What’s in documents that Hollywood doesn’t want EFF to see? Legal papers refer to them in generalities and legalspeak, but it’s known they comprise 5 categories: Confidential business plans, confidential financial information, security and content protection technical documents, Dept. of Justice (DoJ) documents, lobbying documents.
First 3 categories are self-explanatory. DoJ material -- huge trove -- consists of papers produced by plaintiffs to DoJ in connection with 2 video-on-demand ventures -- Movies.com and Movielink/MovieFly. Documents reveal, among other things, correspondence and draft agreements reflecting contemplated transactions with 3rd parties to develop VoD solutions. Also included are security technologies and digital rights management technologies and strategies.

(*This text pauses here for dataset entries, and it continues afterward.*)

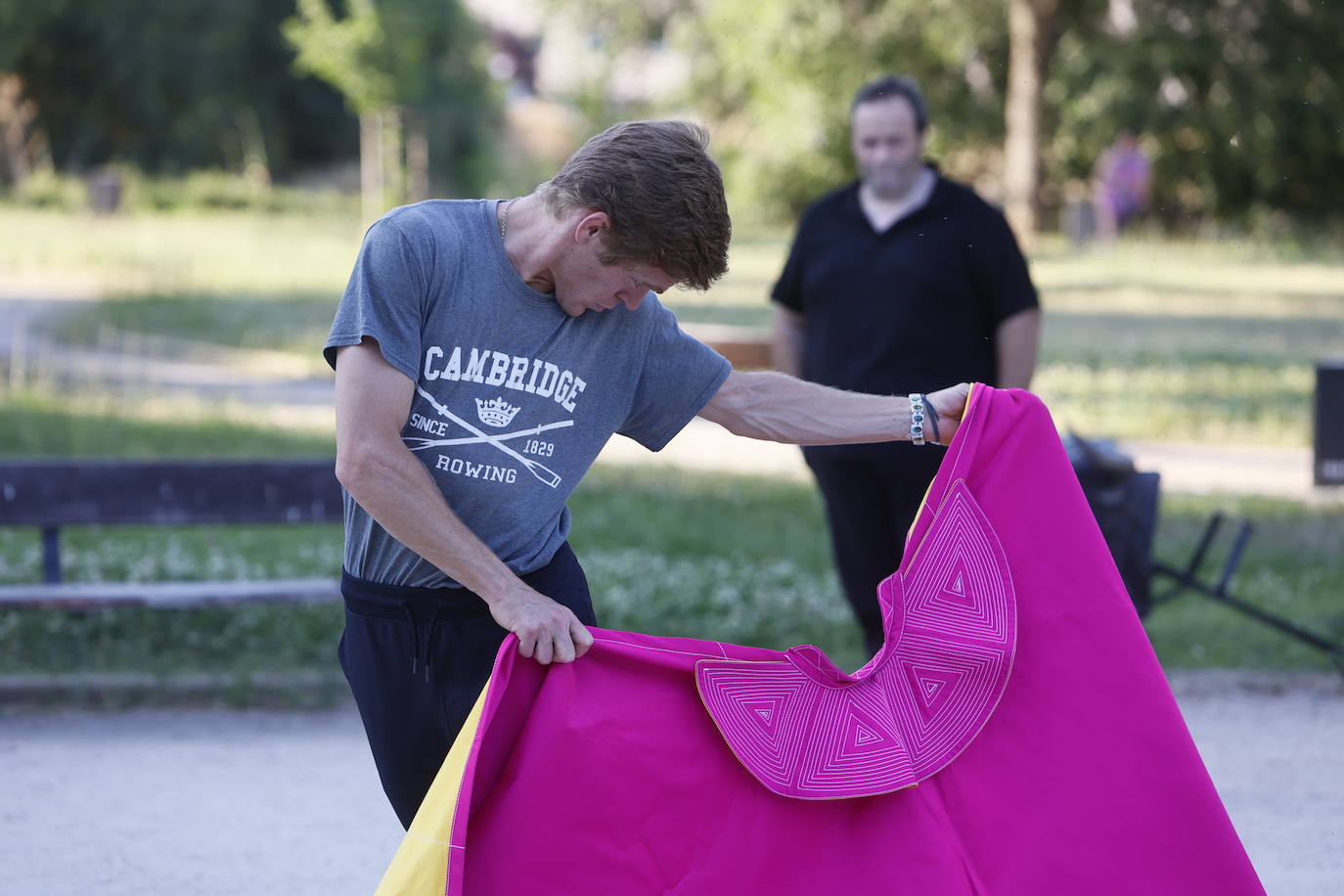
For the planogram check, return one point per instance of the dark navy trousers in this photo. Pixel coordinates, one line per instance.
(417, 659)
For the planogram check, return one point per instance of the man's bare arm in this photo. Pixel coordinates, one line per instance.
(776, 407)
(1017, 340)
(786, 344)
(373, 400)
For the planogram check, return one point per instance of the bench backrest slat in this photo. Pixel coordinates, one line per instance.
(168, 492)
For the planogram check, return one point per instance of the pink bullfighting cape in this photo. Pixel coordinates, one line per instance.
(1015, 737)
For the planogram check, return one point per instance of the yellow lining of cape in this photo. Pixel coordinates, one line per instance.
(420, 867)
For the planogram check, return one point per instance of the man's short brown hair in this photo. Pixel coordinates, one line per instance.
(661, 191)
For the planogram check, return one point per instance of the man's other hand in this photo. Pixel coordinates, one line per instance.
(546, 630)
(951, 406)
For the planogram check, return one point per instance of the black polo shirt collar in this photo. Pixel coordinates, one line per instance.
(938, 198)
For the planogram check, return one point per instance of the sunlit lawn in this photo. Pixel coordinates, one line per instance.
(1199, 341)
(1156, 340)
(729, 558)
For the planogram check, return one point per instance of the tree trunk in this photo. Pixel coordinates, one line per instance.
(1031, 35)
(417, 156)
(394, 164)
(371, 184)
(23, 148)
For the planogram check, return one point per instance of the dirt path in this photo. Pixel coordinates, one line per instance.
(214, 802)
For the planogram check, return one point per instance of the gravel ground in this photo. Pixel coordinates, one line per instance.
(218, 802)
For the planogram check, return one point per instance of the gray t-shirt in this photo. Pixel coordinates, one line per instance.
(514, 398)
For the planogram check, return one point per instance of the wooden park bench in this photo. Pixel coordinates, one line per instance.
(54, 495)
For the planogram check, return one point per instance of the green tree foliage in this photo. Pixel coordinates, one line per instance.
(780, 78)
(1242, 104)
(1240, 101)
(169, 85)
(424, 58)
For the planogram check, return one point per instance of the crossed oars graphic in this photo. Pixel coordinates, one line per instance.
(539, 470)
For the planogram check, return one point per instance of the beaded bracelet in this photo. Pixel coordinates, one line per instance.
(917, 418)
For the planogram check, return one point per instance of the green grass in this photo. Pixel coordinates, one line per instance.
(1200, 341)
(719, 557)
(1203, 341)
(43, 421)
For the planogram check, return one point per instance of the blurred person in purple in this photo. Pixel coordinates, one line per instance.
(1121, 176)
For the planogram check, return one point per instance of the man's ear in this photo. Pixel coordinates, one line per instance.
(590, 227)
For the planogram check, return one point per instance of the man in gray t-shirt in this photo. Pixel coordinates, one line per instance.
(484, 353)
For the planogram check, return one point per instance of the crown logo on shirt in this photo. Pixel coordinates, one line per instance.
(496, 411)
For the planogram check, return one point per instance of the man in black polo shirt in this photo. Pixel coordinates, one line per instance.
(897, 284)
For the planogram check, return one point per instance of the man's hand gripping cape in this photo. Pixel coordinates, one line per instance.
(1015, 737)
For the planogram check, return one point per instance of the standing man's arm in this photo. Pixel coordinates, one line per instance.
(776, 407)
(373, 400)
(1017, 340)
(786, 345)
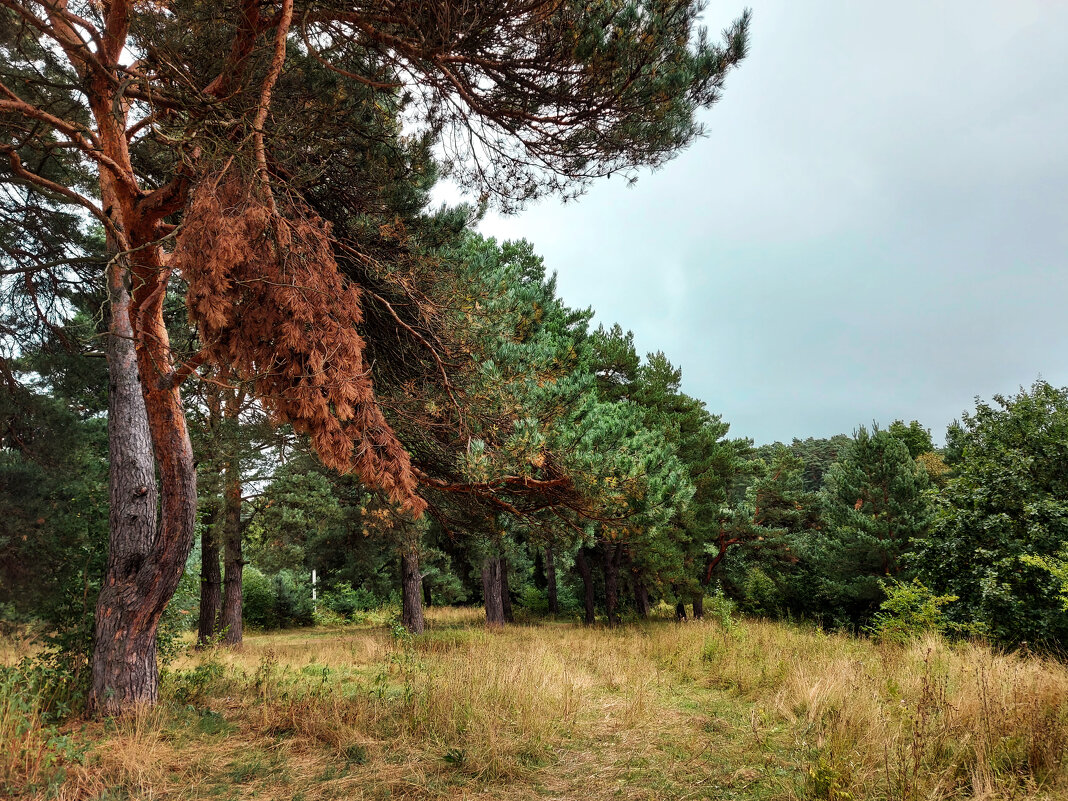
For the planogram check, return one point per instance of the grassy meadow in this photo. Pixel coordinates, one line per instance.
(713, 709)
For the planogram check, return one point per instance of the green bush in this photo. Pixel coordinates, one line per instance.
(759, 593)
(258, 602)
(293, 601)
(534, 599)
(345, 600)
(910, 610)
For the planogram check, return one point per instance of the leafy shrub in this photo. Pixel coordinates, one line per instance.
(759, 593)
(534, 599)
(345, 600)
(293, 601)
(258, 602)
(910, 610)
(722, 609)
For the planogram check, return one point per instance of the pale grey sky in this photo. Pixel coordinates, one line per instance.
(875, 228)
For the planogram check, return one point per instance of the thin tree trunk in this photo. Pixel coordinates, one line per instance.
(505, 597)
(641, 597)
(550, 578)
(491, 591)
(125, 673)
(611, 554)
(210, 578)
(230, 617)
(587, 581)
(411, 591)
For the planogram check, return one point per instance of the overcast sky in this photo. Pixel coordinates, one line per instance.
(876, 225)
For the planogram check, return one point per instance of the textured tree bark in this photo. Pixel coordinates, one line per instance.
(587, 581)
(491, 591)
(641, 597)
(505, 598)
(125, 673)
(411, 590)
(230, 618)
(210, 579)
(550, 577)
(611, 553)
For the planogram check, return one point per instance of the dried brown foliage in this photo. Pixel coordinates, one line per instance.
(270, 304)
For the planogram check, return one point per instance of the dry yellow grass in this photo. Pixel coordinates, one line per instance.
(754, 710)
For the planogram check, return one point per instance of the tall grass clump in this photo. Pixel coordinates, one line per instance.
(34, 755)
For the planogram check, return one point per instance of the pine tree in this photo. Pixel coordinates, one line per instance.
(876, 505)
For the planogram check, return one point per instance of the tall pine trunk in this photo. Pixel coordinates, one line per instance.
(550, 578)
(491, 591)
(611, 554)
(125, 673)
(582, 563)
(210, 578)
(505, 597)
(230, 618)
(144, 561)
(411, 590)
(641, 597)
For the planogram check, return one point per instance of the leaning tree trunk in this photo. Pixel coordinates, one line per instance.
(505, 598)
(411, 590)
(550, 579)
(144, 561)
(230, 618)
(587, 581)
(491, 591)
(611, 554)
(210, 579)
(125, 673)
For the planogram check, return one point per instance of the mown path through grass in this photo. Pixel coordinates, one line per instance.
(658, 710)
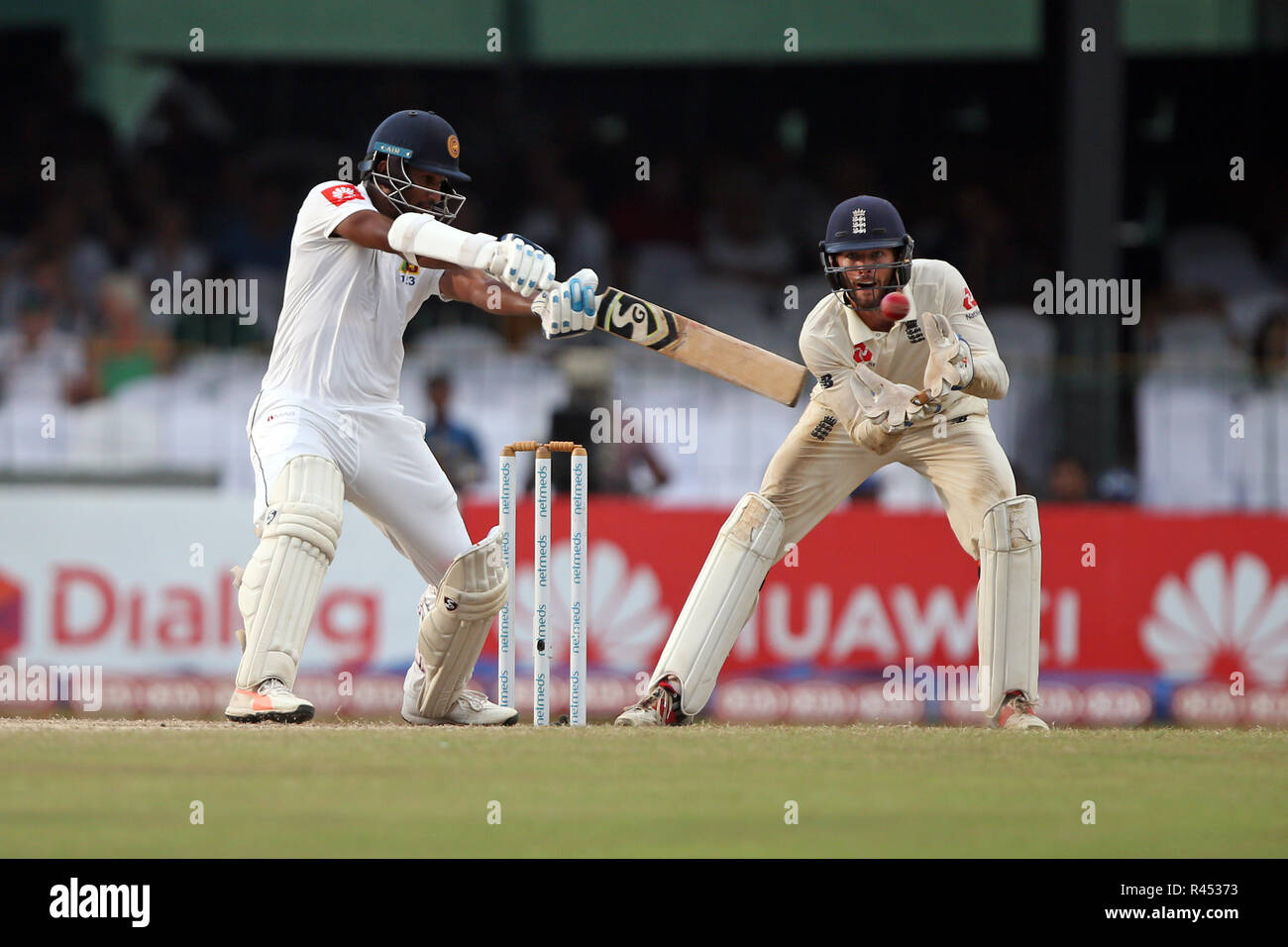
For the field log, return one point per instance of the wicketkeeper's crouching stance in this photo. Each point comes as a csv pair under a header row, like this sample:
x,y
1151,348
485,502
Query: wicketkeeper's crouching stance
x,y
910,390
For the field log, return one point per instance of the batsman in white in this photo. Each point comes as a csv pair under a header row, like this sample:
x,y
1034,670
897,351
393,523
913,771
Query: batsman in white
x,y
911,390
327,425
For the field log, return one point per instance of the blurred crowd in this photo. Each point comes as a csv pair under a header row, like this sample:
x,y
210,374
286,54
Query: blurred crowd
x,y
729,235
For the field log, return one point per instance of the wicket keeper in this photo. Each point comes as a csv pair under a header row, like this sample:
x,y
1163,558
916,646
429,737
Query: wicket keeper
x,y
893,388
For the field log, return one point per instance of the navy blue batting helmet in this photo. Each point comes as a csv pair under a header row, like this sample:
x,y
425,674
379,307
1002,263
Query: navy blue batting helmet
x,y
415,138
866,223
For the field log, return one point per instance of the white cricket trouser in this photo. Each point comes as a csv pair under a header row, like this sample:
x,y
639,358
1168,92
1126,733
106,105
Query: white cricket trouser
x,y
389,474
818,466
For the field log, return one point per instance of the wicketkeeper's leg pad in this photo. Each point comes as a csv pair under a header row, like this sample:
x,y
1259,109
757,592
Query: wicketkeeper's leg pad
x,y
721,599
1010,599
278,589
452,633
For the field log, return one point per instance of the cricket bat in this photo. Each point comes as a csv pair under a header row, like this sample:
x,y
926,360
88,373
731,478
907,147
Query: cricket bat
x,y
704,348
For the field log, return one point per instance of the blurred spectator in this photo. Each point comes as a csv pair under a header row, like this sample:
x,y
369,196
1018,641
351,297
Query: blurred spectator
x,y
125,348
1270,351
168,249
738,240
454,446
1069,480
39,363
46,278
565,226
63,241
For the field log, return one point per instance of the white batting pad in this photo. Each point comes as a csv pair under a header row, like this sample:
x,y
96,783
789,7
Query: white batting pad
x,y
452,634
721,600
1010,598
279,586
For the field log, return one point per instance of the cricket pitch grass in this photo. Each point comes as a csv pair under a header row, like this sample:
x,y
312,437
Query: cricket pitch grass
x,y
136,789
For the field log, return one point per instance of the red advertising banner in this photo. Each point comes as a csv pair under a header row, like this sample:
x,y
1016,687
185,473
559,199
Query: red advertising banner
x,y
1144,616
1144,607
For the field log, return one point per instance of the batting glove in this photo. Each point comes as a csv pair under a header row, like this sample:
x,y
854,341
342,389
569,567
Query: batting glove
x,y
568,308
518,263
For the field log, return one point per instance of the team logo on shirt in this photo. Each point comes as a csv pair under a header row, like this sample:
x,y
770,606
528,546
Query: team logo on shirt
x,y
342,193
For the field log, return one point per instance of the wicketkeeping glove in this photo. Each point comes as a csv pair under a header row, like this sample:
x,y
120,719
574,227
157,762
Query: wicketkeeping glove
x,y
889,403
951,367
568,308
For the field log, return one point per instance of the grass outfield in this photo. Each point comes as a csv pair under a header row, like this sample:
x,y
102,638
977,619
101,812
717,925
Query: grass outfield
x,y
73,789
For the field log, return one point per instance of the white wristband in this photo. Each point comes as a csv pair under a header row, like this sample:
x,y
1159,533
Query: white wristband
x,y
421,235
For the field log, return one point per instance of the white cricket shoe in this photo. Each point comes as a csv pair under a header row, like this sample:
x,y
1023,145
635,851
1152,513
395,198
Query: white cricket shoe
x,y
271,699
471,707
1017,714
660,709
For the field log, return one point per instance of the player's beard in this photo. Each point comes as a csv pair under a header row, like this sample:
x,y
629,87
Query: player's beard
x,y
868,299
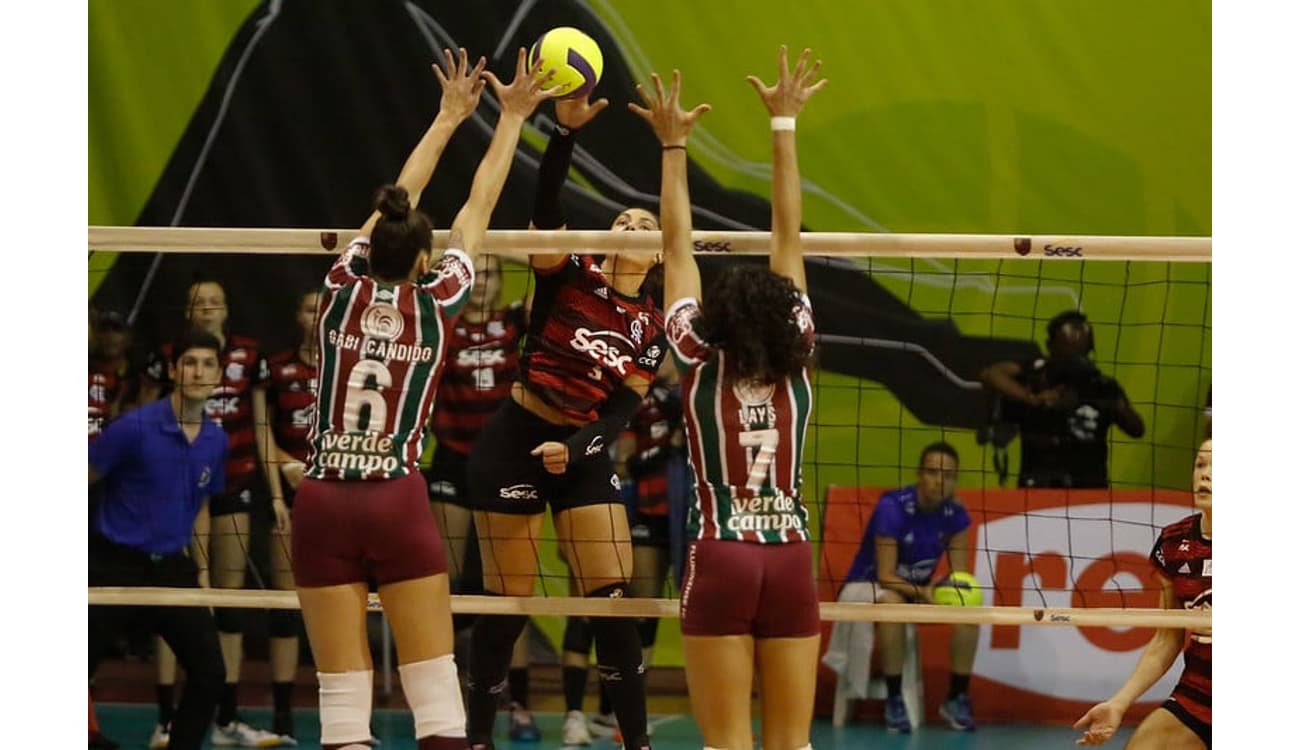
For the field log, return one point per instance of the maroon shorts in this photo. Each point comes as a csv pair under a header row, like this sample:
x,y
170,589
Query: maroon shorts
x,y
347,532
749,589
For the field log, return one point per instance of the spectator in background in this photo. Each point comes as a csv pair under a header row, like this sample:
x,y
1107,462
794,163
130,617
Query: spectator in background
x,y
159,465
1064,407
291,403
481,364
235,404
909,532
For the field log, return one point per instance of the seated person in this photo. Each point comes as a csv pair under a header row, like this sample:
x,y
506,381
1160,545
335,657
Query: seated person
x,y
908,533
1064,407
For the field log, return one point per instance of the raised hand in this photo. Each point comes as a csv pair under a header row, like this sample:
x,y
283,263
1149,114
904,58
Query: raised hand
x,y
575,113
792,89
460,85
525,91
1100,723
664,115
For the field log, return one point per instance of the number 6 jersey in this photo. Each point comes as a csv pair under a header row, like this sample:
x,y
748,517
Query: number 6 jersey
x,y
381,354
745,439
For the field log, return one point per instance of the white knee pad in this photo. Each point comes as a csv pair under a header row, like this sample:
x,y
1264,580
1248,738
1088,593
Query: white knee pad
x,y
433,693
346,706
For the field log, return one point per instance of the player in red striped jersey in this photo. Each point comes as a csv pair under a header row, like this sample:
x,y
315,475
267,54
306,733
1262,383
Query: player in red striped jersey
x,y
744,354
594,343
291,404
238,403
362,511
1182,558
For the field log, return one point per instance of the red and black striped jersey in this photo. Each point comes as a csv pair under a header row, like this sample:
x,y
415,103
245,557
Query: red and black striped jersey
x,y
293,400
653,429
585,338
381,347
230,404
482,362
1182,555
107,381
745,441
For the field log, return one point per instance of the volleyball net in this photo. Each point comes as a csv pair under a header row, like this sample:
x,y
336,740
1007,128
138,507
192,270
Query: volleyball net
x,y
905,324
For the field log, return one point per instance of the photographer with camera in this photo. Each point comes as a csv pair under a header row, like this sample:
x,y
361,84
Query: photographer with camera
x,y
1064,407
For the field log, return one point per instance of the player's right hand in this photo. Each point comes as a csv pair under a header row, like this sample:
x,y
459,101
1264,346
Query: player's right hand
x,y
1100,723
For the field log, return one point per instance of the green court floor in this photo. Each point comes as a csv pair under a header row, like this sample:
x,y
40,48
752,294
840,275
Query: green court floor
x,y
130,727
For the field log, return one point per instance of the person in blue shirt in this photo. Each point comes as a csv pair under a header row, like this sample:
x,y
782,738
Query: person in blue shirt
x,y
909,532
156,468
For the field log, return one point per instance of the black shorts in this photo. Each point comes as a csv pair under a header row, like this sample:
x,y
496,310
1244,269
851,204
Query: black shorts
x,y
449,477
1200,728
505,478
650,530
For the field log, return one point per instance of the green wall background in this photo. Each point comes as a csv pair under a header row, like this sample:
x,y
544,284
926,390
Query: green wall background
x,y
941,116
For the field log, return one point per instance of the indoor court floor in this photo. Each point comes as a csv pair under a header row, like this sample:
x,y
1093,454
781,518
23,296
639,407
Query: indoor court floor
x,y
130,724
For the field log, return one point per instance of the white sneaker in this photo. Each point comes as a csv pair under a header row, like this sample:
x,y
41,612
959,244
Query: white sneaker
x,y
575,729
161,737
239,735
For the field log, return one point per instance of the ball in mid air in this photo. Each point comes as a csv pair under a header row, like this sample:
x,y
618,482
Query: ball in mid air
x,y
575,56
960,590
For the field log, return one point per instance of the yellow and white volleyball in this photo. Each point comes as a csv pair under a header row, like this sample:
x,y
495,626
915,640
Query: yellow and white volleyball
x,y
575,56
960,590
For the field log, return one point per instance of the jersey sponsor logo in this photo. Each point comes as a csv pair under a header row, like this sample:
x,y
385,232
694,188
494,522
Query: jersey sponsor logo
x,y
382,321
603,351
519,493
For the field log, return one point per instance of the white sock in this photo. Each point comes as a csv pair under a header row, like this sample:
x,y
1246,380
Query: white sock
x,y
433,693
346,706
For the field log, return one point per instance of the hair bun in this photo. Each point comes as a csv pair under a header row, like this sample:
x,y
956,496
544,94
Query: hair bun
x,y
393,202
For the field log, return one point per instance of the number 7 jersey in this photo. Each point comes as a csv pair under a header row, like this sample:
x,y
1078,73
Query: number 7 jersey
x,y
745,439
381,354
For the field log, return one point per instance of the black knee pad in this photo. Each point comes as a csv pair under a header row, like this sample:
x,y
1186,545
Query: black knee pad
x,y
648,628
577,636
490,646
229,620
282,623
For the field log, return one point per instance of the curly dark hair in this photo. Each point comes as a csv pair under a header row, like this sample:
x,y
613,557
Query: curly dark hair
x,y
399,235
748,313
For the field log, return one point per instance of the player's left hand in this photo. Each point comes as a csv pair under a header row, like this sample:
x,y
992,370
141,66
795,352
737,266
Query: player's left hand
x,y
1100,723
554,456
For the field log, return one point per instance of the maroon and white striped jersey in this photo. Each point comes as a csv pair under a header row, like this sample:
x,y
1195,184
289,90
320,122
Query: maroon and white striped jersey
x,y
381,349
745,441
1182,555
482,363
585,338
230,404
293,398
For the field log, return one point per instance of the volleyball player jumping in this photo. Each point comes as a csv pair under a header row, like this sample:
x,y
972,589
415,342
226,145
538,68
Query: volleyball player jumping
x,y
1182,556
362,512
744,354
594,343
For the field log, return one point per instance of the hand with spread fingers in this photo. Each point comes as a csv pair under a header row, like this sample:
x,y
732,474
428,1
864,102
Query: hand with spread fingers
x,y
792,89
664,113
460,85
521,96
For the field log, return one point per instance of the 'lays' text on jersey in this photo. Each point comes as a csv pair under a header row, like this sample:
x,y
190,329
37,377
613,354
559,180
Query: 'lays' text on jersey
x,y
585,338
381,349
744,439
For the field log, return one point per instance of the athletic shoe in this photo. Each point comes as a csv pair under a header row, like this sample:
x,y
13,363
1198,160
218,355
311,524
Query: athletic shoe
x,y
239,735
575,729
161,737
521,727
957,712
896,715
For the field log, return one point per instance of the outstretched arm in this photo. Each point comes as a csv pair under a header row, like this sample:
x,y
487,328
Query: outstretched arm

“Lobbying documents” relate to Hollywood’s currently active legislative campaigns, including regulation of VCRs, PVRs and commercial-skipping behavior of consumers. If court rules that EFF is banned from seeing highly restricted documents, Rothken will have to do everything himself -- considered tall order for small law firm.
ReplayTV is one battle in copyright war. Hollywood and EFF have been on opposite sides of no-man’s-land before. That’s what makes current discovery dispute acrimonious. For example, EFF was co-counsel for defendants in trial and appeal of DeCSS case, Universal v. Corley. EFF now is counsel to MusicCity/Streamcast and thus adverse to 28 major movie and recording studios in MGM v. Grokster, pending case in which defendants operate Website that Hollywood claims fosters piracy of copyrighted music. Lately, EFF has been critical of proposed Consumer Broadband and Digital Television Promotion Act that would establish standardized security system to protect digital content distribution from unauthorized use or copying.